Today is a day to remember the courage of many of whose women we find in the pages of scripture but so to for each one of us to have the courage of our convictions in our daily lives and with compassion and confidence proclaim the gospel afresh to this generation
Today is a day to remember the pain of loss, to acknowledge the sword that pieces our heart, and so draw strength and inspiration from their experiences and stories
We might think about our own lives – our experiences of mothering or of being mothered; remembering with thanksgiving the people who have care for us and love us. And perhaps we might also think of times when we have been failed by those who were supposed to care for us, or those times when we ourselves have failed.
If mothering were only done my mothers, it would be very hard indeed to ensure that everyone received the nurturing, the protection, the love, the sacrifice, the guidance and love that we need to become the people we are meant to be.
As a church community, we are called into a role of mothering that sometimes might need to be just as desperate, fierce, loyal, and filled with pain as the mothers we read of in the bible.
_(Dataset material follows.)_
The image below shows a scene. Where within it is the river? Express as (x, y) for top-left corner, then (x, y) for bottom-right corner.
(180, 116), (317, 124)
If we, as a church, truly love the community in which we are situated, just as God loves it, and if we are to be God’s holy people for God’s needy world, then we will feel the pain of the world’s suffering, and we will be willing to sacrifice something of ourselves in order to bring to birth God’s purposes for the world.
On the cross, God’s love is nailed firmly to the world so as never to let it go – is our love for the world so firmly fixed as this? Are we this passionate about nurturing the world into becoming the place that God created it to be?
A truly parental love is one that would give anything and everything for the child. This is the love of God that we see on the cross, but this is also the love that we are called to have for one another and for all of God’s creation. When we love like that, we make God visible in the world.